News ID: 275633
Published: 0737 GMT October 18, 2020

Delay in breast cancer treatment can lead to higher mortality rate, says expert

Delay in breast cancer treatment can lead to higher mortality rate, says expert

The decision to delay the diagnosis and treatment of breast cancer may have grave consequences for cancer mortality in the years to come, say oncologists. The COVID-19 pandemic has led to a massive challenge for the treatment of breast cancer patients.

“A substantial increase in inquiries was witnessed since the lockdown. We are urging women to keep examining their breasts and to contact their doctors. The success depends on early diagnosis and treatment and delays could lead to higher mortality rate in the coming decade,” said Dr. B. Ravi Shankar, oncologist of Omega Hospital, Visakhapatnam, India, reported.

Breast cancer, that is diagnosed early, is easier to treat and offers the best survival chances.
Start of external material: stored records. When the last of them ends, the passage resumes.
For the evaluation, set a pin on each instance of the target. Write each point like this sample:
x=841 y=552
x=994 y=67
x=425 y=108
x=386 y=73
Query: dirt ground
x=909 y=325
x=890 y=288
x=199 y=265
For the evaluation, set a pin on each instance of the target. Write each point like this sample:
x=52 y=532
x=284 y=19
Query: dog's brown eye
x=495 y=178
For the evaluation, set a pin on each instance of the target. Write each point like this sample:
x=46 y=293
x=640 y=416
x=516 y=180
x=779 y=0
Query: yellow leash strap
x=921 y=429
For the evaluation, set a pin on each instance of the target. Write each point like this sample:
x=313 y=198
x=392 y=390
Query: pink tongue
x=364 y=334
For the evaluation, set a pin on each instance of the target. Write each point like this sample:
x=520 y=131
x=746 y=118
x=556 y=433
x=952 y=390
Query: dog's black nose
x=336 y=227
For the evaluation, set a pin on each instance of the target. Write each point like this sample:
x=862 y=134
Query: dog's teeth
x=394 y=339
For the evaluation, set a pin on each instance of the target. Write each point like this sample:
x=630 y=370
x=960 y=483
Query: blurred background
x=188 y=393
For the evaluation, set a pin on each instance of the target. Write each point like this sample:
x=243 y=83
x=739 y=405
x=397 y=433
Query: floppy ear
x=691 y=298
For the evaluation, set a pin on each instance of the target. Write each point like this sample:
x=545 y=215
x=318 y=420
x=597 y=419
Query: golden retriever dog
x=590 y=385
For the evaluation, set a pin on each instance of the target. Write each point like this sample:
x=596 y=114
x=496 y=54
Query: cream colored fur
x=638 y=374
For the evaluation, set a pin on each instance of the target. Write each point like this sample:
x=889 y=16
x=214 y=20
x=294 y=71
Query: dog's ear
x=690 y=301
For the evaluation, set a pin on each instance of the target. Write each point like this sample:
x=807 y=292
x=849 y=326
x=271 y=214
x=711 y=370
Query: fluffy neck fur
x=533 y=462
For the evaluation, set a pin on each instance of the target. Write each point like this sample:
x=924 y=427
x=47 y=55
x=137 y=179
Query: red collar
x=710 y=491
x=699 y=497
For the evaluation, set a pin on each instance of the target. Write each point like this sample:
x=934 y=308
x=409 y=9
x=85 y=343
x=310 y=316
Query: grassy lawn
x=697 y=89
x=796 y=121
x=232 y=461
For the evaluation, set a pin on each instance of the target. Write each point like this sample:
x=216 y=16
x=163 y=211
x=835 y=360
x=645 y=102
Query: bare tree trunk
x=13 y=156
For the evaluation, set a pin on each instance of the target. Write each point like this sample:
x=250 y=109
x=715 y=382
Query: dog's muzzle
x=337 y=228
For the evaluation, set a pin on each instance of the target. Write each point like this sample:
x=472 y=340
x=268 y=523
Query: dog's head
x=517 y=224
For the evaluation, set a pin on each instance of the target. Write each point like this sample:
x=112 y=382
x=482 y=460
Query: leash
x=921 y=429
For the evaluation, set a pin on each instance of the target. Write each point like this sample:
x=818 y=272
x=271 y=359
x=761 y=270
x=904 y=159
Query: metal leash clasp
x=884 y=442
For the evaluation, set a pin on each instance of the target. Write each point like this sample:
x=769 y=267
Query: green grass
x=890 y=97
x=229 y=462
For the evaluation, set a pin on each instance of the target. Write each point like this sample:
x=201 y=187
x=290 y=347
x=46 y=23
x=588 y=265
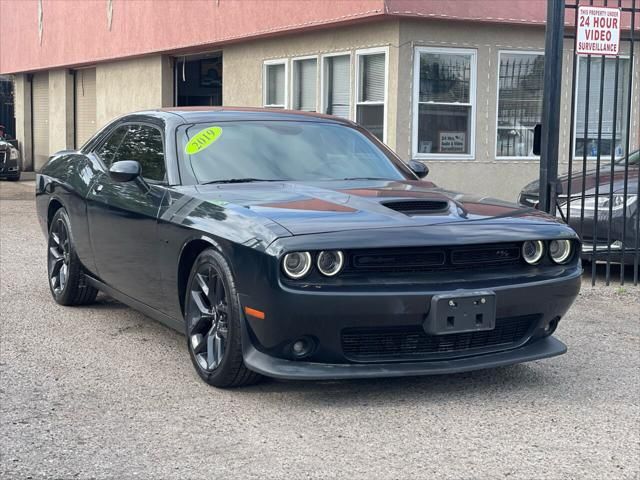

Regular screening for breast cancer, including annual mammograms after the age of 40 and self-examination of breasts after the age of 30 is important for everyone.

Hospitals are doing everything possible to make them safe and accessible to everyone who needs them as delay in breast cancer screenings and treatment could lead to a higher mortality rate in the coming decade.

During this testing time of COVID-19, experts are offering phone and online video consultations, where they are going through the patient’s symptoms and deciding the future plan of action. If annual mammogram was delayed by the pandemic, one should call the doctor and reschedule it.

Breast cancer has become the commonest cancer in urban women in India and second most common in rural women. According to World Health Organization, the numbers are expected to rise dramatically by 2030, due to increased urbanization and changing lifestyles.

Sedentary lifestyle coupled with junk food and smoking are some of the causes of the rise. Besides, family history and genetics do play a role in determining a woman’s risk of developing breast cancer. Women are considered at high risk if they have a family history of breast cancer or are over the age of 50, said Dr. Ravi Shankar.